Cleaning my car today - more thoroughly than ever in the time it has been mine - getting ready to sell it. Cleaning out the inside, scrubbing off old dirt, I was imagining the kind of ad I might place:

Sweet, much loved car for sale. Most of its miles were earned on adventure: crossing the country from east to west and north to south, piling down dirt roads in search of quiet fishing spots or unmapped hikes. It got a number of its dings going places it wasn't ~quite~ designed to go, whether down steep river plains in the red lands of Utah, or trying to make a three point turn at the edge of the deep woods.

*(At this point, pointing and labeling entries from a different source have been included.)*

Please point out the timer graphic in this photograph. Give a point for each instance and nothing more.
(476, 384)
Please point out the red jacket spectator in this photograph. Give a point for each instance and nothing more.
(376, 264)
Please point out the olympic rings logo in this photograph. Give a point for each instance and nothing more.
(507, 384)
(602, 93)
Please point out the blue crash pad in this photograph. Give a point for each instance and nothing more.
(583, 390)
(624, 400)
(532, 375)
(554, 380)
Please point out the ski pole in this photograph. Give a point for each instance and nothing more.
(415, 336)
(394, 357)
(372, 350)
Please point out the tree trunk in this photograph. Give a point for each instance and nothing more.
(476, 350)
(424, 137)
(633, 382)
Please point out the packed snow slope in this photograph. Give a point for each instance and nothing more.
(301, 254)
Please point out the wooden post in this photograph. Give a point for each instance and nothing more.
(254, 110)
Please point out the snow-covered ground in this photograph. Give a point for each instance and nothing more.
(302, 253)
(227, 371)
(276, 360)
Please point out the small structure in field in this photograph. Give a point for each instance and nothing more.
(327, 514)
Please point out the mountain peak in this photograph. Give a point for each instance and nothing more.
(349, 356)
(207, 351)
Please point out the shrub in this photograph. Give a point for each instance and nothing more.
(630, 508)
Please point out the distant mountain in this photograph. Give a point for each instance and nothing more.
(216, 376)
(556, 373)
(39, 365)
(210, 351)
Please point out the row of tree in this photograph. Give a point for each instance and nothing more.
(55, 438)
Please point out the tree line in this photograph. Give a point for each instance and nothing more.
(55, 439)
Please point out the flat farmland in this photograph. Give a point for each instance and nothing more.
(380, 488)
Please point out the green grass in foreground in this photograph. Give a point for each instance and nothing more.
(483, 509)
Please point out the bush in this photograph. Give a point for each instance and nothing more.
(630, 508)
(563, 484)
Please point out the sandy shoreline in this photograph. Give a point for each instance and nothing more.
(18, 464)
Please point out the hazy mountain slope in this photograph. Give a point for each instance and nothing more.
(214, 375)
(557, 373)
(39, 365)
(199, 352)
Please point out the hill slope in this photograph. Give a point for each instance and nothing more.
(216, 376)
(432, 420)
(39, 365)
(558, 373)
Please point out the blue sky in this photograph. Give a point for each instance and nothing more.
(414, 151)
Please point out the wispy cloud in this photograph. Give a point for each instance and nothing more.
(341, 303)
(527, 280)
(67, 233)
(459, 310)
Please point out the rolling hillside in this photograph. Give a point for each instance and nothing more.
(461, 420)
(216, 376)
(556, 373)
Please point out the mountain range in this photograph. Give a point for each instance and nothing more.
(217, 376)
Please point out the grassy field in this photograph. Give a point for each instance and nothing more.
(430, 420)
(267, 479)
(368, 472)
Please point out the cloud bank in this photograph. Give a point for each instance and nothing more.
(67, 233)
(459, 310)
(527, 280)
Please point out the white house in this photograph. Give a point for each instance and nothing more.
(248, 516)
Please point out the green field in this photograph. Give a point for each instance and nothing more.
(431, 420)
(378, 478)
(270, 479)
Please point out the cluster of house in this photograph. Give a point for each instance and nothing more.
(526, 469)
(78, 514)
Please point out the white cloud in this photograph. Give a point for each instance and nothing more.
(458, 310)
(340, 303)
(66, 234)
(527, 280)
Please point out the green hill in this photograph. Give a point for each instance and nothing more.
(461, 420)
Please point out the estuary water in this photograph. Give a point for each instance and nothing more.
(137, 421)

It has barreled down long farm roads, and pulled over to watch pronghorn antelope. It has sheltered its owners on surprise sub-zero nights when they were supposed to be sleeping in tents. From out of its trunk, it's offered the makings for tea on the side of the road at sunrise, even when not far from home. It's safely transported birthday cakes shaped like castles, and trains, and unicorns. It's carried groceries and seedlings, held countless cups of tea, heard many, many songs belted out by both drivers and passengers. It has heard so much.

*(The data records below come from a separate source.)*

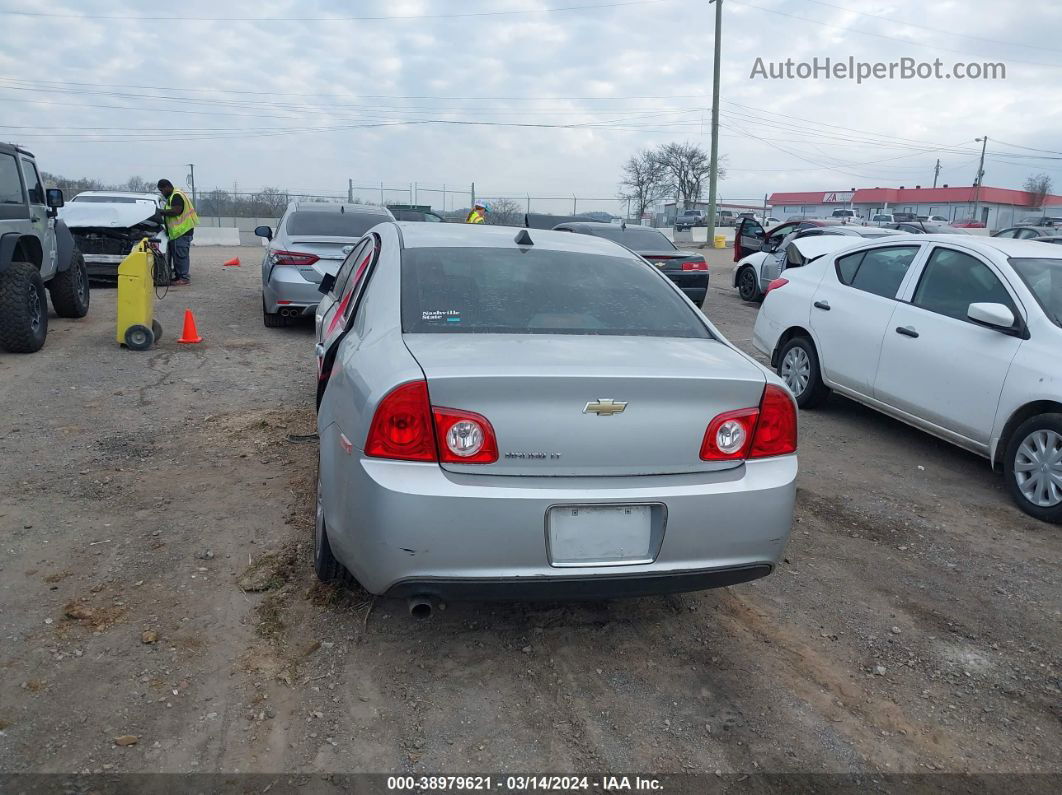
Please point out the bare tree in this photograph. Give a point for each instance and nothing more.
(1040, 186)
(504, 212)
(644, 180)
(687, 167)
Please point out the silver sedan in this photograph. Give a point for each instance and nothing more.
(534, 414)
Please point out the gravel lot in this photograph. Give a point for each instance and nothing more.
(155, 588)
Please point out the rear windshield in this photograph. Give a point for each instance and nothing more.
(510, 291)
(332, 224)
(1044, 279)
(636, 240)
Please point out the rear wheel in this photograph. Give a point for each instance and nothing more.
(799, 367)
(748, 286)
(23, 309)
(69, 289)
(1033, 467)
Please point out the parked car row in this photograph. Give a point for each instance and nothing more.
(956, 335)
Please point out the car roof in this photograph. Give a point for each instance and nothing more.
(988, 246)
(366, 209)
(119, 194)
(417, 235)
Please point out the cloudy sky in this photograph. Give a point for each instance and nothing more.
(546, 98)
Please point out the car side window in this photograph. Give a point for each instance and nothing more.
(343, 275)
(953, 280)
(11, 186)
(879, 271)
(33, 186)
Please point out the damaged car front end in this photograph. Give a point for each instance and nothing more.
(106, 226)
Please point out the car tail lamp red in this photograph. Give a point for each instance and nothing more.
(775, 283)
(294, 258)
(763, 432)
(401, 427)
(406, 427)
(464, 437)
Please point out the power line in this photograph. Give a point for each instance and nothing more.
(373, 18)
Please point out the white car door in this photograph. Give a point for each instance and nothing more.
(852, 309)
(939, 365)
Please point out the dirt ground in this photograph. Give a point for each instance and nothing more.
(158, 611)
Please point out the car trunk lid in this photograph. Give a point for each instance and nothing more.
(542, 393)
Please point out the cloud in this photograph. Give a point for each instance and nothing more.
(289, 103)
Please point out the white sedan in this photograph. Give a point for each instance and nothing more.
(958, 336)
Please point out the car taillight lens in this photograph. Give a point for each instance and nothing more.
(406, 427)
(776, 429)
(730, 435)
(763, 432)
(464, 437)
(294, 258)
(401, 427)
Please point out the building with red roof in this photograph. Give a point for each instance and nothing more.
(995, 207)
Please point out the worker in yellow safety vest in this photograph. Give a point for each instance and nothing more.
(478, 214)
(181, 222)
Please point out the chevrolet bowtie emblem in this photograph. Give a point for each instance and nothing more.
(604, 407)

This car has seen more births than deaths, though it has seen them both. It has carried its fair share of raucous laughter, peaceful silence, and screaming cries. It has held it all. And then some: wet dogs, kids being taken to prom, unhappy cats (in carriers). Mundane and ordinary, unique and beautiful.


What I wouldn't add - what I wouldn't add:

That I began to cry as I erased your fingerprints and the scuffs from your shoes. I know they're in there. I've never cleaned the car like this, so you are still in there. I found greasy smudges from the dog on the head of the seatbelt cover, and a flood of words and images came back to me: how Boris always wedged his head between the driver's side headrest and the window when you were driving, wanting to be as close to you as he could, how he'd done this that day, before settling down in the backseat. You said he knew where we were going, and was content to lie down a bit.

He does this now, still - his head between the headrest and the window, but not as much. He is more likely to climb into the passenger seat, laying his head in my lap.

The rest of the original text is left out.